Why Brands Are Moving Towards Waterproof

Modern consumers want to ensure their shoes survive an impromptu rainstorm and brands are following up by delivering multipurpose stylish footwear with waterproof properties.

“I think consumers are looking for versatility and not wanting to run around in a tall rain boot all day,” said Beth Goldstein, NPD Group executive director, industry analyst, accessories and footwear. “Brands like Sam Edelman and Vince Camuto and even Kate Spade, [all have] a style that looks like traditional fashion boots. Even though they’re all rubber you can’t tell until you get close. That’s where we see growth on the rain boot side.”

Goldstein reported that waterproof footwear outside of the rain boot category saw double-digit growth over the last two fall retail seasons. Goldstein added that the women’s category is primed for growth, adding, “It’s bigger and more fragmented—definitely more opportunity there.”

While the concept of waterproof footwear is not new, the execution is trendier as brands like Aquatalia, Sporto, Cat and Emu Australia elevate materials and designs.

Emu Australia introduced waterproof elements to its collection in 2012, when the brand started experimenting with waterproof breathable membranes. Alex Michelman, regional sales manager for Emu Australia, says if women, particularly in the Northeast, are going to drop $200 on a pair of fashion boots, they want that boot to works for all occasions. “One thing for sure is you’re not going to lose the sale if it’s waterproof,” said Michelman. “But if it’s not waterproof you could lose the sale.”

Keds is adding weatherized elements to its Fall ’17 collection through its new Scout boot. “We’ve experimented with weatherized features in the past but this is the first time we’ve built an entire collection around the idea,” said Keds President Gillian Meek. “The collection seamlessly integrates wet weather essentials such as water and stain repellents including Scotchgard, traction treads, all-season materials and warm linings. Interpretations of technical materials including nylon and coated twill add a touch of durability, but still feel modern.”

Meanwhile, Khombu, a division of the Eastman Group, has reached outside its core snow boot business to offer more waterproof fashion footwear. In doing so, the brand has reached new customers.

“Our aim is to expand our customer base—answering their desire for [Khombu], multi-functional, multi-seasonal fashion footwear,” said Brandy McCarty, divisional VP of global brand strategy at Eastman Group. “I would call it more of an evolution for the brand—interpreting fashion and climate trends, listening to customers, retail partner feedback and market considerations.”

Goldstein said there’s greater opportunity for brands to add waterproof features to season-less styles. “We talk about certain ankle boots and silhouettes being much more season-less and year-round. They’re still year-round and much more valuable if they’re waterproof,” said Goldstein. “I also think there’s the opportunity for traditional rain boot brands to start moving into the leather market.”

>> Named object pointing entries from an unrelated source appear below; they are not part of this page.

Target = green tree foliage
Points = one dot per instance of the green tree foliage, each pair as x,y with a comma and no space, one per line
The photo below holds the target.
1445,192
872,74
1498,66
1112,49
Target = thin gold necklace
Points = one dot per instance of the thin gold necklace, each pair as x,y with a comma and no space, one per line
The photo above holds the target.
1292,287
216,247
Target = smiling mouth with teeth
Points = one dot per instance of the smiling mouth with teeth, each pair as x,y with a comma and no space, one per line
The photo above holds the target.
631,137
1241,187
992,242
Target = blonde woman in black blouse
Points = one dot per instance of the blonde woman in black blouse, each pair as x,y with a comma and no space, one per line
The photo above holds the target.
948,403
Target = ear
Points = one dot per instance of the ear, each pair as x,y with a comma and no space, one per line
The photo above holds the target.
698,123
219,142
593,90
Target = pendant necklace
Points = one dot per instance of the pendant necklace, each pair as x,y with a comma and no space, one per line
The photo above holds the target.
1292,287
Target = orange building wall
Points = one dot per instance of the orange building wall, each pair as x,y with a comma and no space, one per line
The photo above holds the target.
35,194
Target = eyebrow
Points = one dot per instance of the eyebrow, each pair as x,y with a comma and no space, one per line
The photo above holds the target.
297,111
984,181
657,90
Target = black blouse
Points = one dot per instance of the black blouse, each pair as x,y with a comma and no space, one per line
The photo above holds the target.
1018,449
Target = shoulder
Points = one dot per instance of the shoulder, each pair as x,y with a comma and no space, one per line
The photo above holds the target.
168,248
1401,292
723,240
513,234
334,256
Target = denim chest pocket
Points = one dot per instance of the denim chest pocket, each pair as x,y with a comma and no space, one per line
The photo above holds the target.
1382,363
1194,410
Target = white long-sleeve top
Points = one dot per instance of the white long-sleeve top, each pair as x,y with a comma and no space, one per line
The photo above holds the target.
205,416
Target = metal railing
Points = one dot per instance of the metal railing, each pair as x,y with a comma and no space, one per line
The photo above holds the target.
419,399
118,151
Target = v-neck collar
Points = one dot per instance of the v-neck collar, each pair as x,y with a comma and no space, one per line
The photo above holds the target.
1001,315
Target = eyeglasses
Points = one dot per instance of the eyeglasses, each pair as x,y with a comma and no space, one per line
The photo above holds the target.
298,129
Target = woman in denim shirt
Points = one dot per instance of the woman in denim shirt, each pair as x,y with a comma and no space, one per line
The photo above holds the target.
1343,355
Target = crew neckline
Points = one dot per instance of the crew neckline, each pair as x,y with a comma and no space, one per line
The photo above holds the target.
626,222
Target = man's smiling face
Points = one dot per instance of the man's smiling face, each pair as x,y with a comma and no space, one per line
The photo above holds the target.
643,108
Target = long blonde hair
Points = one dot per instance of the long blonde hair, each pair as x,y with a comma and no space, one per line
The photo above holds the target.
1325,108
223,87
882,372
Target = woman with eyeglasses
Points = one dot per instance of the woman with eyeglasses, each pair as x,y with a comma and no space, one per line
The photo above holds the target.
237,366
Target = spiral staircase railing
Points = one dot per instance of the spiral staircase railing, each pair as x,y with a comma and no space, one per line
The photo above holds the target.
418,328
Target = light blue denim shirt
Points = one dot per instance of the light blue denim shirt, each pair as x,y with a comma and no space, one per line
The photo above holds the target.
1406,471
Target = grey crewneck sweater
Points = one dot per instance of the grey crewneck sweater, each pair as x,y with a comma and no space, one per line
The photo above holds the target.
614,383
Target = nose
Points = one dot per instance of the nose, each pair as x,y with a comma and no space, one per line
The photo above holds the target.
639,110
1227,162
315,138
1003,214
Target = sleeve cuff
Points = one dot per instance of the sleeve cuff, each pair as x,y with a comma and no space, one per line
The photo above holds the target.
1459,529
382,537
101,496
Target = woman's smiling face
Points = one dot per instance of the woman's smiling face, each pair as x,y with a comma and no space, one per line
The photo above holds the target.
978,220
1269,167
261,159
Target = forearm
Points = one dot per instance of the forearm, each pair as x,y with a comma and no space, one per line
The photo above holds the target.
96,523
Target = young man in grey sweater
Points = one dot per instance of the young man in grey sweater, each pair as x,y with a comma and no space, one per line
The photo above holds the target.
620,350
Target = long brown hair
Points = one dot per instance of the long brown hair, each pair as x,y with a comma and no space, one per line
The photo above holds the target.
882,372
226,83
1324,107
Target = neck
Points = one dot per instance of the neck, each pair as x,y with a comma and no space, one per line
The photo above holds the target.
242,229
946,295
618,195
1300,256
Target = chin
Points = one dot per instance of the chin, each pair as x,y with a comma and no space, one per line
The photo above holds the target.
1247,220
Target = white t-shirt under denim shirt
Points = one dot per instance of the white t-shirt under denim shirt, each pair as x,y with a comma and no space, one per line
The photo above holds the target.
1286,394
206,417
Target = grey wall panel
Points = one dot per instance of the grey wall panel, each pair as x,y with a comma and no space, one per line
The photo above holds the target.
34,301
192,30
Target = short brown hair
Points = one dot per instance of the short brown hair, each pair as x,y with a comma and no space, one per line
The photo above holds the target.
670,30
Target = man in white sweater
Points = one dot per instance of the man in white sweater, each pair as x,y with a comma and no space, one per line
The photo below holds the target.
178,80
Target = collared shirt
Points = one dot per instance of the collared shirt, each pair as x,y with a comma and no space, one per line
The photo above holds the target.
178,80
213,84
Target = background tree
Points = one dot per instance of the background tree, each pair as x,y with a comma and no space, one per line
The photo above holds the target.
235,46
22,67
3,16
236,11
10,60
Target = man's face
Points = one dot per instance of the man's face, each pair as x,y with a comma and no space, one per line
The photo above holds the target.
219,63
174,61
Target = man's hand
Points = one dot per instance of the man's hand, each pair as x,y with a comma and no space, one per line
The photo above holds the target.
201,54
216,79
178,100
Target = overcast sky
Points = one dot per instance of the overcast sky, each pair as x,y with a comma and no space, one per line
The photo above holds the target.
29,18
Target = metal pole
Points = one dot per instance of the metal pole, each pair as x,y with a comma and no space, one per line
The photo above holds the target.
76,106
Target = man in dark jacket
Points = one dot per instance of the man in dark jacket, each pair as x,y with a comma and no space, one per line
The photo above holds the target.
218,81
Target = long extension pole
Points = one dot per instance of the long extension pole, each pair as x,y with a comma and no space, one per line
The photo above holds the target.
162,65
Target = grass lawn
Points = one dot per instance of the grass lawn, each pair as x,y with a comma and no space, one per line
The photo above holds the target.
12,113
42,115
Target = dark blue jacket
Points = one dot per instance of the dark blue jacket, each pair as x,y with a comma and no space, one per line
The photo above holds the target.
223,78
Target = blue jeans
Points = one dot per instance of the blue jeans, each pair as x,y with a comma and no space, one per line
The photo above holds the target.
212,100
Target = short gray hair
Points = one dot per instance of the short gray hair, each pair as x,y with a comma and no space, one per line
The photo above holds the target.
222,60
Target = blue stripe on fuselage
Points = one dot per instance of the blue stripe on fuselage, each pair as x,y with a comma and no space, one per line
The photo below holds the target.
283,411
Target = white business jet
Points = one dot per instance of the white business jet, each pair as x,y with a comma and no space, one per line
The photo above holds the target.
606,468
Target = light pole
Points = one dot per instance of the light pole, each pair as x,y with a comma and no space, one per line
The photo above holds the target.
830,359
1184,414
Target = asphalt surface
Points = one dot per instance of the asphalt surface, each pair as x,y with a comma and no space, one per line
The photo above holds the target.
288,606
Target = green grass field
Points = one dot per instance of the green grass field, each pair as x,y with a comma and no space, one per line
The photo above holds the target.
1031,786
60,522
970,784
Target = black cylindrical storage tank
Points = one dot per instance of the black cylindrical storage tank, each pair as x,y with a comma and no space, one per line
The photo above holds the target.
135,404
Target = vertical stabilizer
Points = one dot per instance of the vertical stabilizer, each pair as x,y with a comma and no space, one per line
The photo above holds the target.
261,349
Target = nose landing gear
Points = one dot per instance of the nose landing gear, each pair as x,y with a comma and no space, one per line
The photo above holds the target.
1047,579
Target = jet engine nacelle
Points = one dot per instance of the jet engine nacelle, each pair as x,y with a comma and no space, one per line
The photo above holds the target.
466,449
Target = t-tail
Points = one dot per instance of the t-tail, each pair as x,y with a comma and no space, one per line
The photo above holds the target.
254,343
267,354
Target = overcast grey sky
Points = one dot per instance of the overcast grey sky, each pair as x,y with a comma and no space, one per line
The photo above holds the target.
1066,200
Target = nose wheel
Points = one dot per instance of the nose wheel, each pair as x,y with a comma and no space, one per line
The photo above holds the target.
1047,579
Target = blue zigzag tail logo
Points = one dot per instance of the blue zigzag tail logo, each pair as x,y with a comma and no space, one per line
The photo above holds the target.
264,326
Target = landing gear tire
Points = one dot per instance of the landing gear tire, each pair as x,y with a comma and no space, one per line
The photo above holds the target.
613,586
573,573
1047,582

Waterproof footwear is an easy solution for unpredictable weather patterns, but the product doesn’t always sell itself. Retailers often find the concept hard to convey to consumers without infinite hang tags explaining the technology.

“I think if brands can market the fact that there are these multiple features that can get them more use out of the shoes or boots, customers are going to respond to that,” said Goldstein.